山にまつわる怖い・不思議な話(山怖まとめ)

山の怖い話、不思議な話をまとめています。

太郎左衛門

   

526 底名無し沼さん[age] 投稿日:04/08/20 23:36

弟が小学生のときの話です。
蓼科山にサマーキャンプに行ったときの事。
蓼科山には太郎左衛門の伝説がある。
明治時代に地元の湖周辺の集落に太郎左衛門と言う子供がいた。
その子はいじめられっこだった。しかも無痛症だったらしい。
あるとき湖で舟遊びしているとき太郎左衛門は友人に舟から落とされそうになった。
太郎左衛門は船の縁にしがみついた。ところが友人は持っていた小刀で
太郎左衛門の腕を切ってしまったそうな。
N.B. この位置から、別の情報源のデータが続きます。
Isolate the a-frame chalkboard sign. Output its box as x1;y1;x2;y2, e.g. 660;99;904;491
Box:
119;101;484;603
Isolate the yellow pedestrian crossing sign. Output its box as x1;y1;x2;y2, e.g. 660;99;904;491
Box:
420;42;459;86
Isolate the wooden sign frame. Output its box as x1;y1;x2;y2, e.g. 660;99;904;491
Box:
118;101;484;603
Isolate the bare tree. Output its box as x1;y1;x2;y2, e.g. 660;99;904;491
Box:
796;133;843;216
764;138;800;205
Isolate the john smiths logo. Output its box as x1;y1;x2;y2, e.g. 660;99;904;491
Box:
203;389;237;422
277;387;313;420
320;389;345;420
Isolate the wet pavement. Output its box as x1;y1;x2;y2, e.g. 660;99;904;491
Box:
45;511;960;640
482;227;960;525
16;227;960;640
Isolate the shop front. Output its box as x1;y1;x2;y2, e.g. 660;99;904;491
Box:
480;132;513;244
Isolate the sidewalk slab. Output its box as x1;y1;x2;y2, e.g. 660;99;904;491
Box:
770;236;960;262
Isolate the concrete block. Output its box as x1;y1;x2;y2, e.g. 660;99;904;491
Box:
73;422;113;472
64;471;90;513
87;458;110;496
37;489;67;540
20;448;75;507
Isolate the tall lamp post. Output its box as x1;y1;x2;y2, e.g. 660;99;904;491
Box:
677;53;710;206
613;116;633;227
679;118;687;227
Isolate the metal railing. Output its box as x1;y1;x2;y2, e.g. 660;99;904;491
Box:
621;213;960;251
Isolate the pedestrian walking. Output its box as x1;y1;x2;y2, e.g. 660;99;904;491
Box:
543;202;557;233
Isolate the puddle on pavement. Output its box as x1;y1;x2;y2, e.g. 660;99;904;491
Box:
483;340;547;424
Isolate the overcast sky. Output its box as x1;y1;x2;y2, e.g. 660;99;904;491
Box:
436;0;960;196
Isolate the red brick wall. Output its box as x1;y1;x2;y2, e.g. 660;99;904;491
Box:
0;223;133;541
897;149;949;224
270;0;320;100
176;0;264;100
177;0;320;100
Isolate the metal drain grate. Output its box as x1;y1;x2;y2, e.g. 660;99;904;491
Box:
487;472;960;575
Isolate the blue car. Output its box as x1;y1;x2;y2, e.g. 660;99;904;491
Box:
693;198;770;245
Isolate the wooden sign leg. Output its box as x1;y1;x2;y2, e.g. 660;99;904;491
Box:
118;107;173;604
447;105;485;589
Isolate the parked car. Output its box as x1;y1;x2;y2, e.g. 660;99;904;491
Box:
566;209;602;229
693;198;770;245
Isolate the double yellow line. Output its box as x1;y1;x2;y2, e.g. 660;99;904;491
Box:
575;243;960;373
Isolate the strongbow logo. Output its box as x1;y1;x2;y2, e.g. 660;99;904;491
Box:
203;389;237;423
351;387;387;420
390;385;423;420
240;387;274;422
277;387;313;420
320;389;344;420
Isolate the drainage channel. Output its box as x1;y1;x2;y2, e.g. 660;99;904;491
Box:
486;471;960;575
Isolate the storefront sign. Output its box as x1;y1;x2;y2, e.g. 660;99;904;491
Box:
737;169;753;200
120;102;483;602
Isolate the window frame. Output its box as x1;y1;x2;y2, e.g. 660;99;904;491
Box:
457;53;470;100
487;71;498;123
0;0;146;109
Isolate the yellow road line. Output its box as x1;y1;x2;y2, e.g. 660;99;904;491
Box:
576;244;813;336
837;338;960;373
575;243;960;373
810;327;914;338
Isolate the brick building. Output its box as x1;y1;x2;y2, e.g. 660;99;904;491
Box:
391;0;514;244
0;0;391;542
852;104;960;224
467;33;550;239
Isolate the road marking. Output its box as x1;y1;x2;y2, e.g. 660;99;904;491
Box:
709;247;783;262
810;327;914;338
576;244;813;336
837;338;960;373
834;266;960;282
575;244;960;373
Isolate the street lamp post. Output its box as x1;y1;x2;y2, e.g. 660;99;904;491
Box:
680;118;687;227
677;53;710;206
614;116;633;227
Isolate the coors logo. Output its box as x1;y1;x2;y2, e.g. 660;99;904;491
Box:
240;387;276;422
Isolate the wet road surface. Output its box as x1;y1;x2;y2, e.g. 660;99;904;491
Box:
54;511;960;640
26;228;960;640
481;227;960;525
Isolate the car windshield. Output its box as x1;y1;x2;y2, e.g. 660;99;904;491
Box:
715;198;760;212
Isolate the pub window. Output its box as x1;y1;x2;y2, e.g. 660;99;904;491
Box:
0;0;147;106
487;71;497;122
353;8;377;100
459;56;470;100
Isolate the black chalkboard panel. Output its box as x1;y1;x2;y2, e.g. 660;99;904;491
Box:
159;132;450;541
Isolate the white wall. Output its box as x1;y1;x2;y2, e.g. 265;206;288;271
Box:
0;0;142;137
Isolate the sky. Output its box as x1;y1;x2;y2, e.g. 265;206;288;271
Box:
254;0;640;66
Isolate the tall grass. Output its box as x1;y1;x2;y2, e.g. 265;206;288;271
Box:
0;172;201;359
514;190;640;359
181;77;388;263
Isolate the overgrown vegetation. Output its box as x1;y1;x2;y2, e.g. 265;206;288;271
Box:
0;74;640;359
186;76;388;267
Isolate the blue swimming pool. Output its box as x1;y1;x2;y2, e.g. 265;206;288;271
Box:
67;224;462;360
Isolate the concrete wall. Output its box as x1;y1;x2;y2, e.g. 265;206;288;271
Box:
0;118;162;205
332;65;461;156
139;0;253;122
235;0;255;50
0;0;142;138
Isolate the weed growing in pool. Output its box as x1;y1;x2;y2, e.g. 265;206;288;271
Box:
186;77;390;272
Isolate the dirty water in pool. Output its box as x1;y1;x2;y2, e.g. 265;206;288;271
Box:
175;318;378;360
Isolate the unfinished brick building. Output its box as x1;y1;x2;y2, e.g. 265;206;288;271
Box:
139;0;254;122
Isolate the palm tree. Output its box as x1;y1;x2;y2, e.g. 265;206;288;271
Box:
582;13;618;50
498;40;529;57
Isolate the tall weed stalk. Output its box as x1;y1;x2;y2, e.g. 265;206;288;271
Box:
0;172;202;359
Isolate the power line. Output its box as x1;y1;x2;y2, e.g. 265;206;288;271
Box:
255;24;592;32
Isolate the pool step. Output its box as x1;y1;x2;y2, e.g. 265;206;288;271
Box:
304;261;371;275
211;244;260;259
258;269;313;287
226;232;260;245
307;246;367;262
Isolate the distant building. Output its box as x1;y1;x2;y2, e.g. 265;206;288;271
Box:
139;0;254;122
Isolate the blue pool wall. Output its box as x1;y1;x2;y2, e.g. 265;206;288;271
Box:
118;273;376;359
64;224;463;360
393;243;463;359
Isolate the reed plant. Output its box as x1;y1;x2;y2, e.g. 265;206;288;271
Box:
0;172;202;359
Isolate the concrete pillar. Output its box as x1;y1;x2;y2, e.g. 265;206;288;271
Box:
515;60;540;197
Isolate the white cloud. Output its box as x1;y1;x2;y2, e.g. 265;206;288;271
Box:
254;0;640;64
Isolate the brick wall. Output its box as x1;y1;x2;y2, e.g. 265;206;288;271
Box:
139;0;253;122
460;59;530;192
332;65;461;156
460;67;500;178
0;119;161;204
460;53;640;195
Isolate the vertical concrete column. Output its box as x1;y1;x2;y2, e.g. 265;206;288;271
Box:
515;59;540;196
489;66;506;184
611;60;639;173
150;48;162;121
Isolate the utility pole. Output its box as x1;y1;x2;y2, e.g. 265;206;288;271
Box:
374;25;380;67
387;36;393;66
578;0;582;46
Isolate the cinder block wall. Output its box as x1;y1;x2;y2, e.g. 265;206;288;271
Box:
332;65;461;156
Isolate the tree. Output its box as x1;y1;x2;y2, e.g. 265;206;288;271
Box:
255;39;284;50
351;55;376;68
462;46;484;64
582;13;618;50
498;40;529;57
腕だけ舟に残って太郎左衛門は溺死。
さて、その伝説を蓼科山サマーキャンプの最終日の肝試し前に聞いて、
皆懐中電灯片手に肝試しへ。
大概の子は前座の話にびびってしまい、肝試しルートからすぐに引き返してしまう。
ところが、このキャンプ参加者に「うざがられている」男の子がいた。
彼は肝試しコースをずんずん進み、更にその奥の草むらへ入っていった。
そこには小さな祠があったらしく、なんでも太郎左衛門の祠らしかった。
その夜キャンプ参加者皆で山小屋で寝ていると、
なにやらピタンピタンとぬれた足で歩く音がする。
弟は夜中それに気が付きガクブルしながら布団にもぐっていた。
やがて寝付いたのか夢を見た。太郎左衛門の腕に取り囲まれる夢を。
しかも金縛りにあっていた。
翌日目が覚めると、同室10人のうち4人が同じ体験をしていた。
愕然としながら帰りのバスに乗った。
祠まで行った男の子はバスの一番後ろにいた。
弟と同じ夢を見ていたもう一人の子は前のほうに並んで座っていたが、
バスの中でいやな感じがして後ろを見ると、
祠に行った子の肩に太郎左衛門の手が。。。
ガクブルになって弟が友達に言うと友達も後ろを見た。
その子も同じ物を見た。
その日家に帰ってきた弟は顔面蒼白。理由もなかなか語らず。
1ヶ月かかって少しずつ事の顛末を語りました。
その後も3年ぐらい思い出すたびに本気で怖がっていました。